Em junho de 2007 recebi um telefonema no qual me informaram que tinha sido escolhido para uma das duas vagas. Mantive-me na Rádio como Jornalista e iniciei, em paralelo, a função de Locutor em julho do mesmo ano.

Foi um período alucinante. Em agosto inaugurei uma Croissanteria no Entroncamento. A par de tudo isto, estava ainda a dar formação de “Dicção de Rádio” nas instalações da ARIC (Associação de Rádios de inspiração Cristã), em Fátima. Estava ainda a gravar um projecto piloto de 13 programas para a RTP e tinha a agenda cheia como DJ.
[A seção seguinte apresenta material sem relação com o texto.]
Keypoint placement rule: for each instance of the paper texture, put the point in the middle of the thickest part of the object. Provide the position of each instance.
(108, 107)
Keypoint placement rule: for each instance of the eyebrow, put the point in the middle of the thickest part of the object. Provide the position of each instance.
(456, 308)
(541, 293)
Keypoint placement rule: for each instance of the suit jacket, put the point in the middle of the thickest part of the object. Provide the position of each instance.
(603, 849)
Foi um ritmo alucinante de trabalho que mantive até 2009.  

 

   

   ACQJFM.: Quais são as suas principais tarefas?

 

   PD.: Na TVI, a principal função é a da criação de textos e a respetiva locução nos genéricos dos programas e telenovelas. Tenho de deixar o espetador “colado” à TV enquanto não entra a publicidade. É como quem deixa um convite por voz para que  se continue do outro lado e na nossa companhia. Depois, no decorrer dos programas, criamos as frases (tickers) que passam em rodapé, informando o que vai ser transmitido a seguir.

 

   

   ACQJFM.: Quais são as maiores dificuldades na sua profissão?

   

   PD.: Para mim, a maior dificuldade é criar um texto sempre mais apelativo e que desperte a curiosidade do espectador em relação ao último que fiz. O tempo é curto e a imaginação tem que funcionar.
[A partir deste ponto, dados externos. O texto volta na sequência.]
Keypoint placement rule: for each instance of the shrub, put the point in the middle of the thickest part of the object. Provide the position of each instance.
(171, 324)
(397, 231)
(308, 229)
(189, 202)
Depois é ter segurança no que vamos dizer e da forma como passamos a mensagem. Não pode parecer ruído para quem nos ouve, mas sim uma voz amiga e familiar que todos os dias entra pela casa das pessoas, sem pedir autorização.

 

   

   ACQJFM.: Qual foi a situação mais complicada pela qual passou? E a mais caricata?

 

   PD.: O trabalho que fazemos é em direto. Houve um dia em que preparei o texto poucos minutos antes de ir para o ar e, no momento de mandar imprimir para ir para estúdio, a impressora encravou. Conclusão, fui para estúdio só com o texto em mente, mas o cansaço é uma arma inimiga da perfeição.
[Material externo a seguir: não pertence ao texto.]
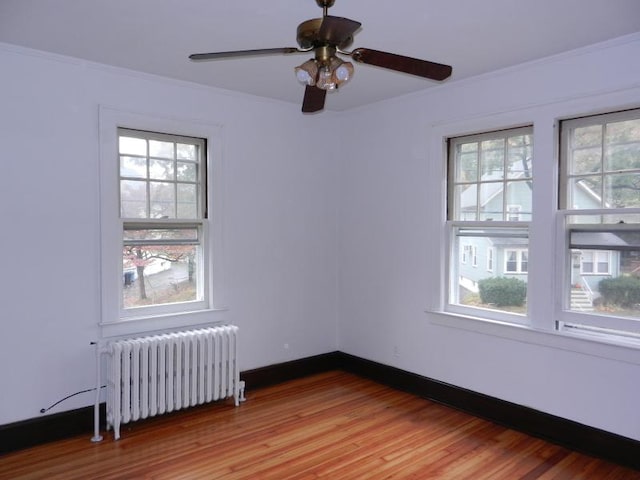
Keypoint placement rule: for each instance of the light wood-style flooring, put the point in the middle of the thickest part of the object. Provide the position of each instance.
(330, 426)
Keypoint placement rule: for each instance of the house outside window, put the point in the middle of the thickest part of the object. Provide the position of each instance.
(161, 222)
(516, 261)
(162, 211)
(600, 224)
(490, 183)
(513, 213)
(595, 262)
(490, 254)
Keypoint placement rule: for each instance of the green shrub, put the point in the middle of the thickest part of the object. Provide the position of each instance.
(503, 291)
(621, 291)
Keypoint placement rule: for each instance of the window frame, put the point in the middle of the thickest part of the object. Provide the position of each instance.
(453, 225)
(593, 325)
(113, 320)
(198, 222)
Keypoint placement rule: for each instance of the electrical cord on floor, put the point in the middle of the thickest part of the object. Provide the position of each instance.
(45, 410)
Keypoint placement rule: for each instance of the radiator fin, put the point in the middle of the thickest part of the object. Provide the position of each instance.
(152, 375)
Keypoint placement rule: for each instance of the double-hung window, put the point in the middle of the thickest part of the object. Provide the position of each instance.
(600, 224)
(162, 198)
(490, 184)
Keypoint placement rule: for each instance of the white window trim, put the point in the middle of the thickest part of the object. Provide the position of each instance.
(514, 211)
(112, 323)
(542, 330)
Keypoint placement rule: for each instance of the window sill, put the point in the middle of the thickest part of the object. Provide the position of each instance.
(595, 346)
(146, 324)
Quando a luz “ON AIR” acendeu, a minha memória apagou-se e daí para frente, os 45 segundos que tinha para falar, transformaram-se em 45 minutos. Parecia que nunca mais acabava o "off" e eu esqueci-me dos nomes dos programas que iam dar ao serão e até do programa que estava a terminar.

Então ficou qualquer coisa como isto: “Boa noite, este programa terminou, já a seguir a TVI preparou outro programa no género e mais tarde veja mais programas que a TVI preparou para esta noite da semana ( nem o dia me lembrava). Tenha uma boa noite com a programação da TVI “.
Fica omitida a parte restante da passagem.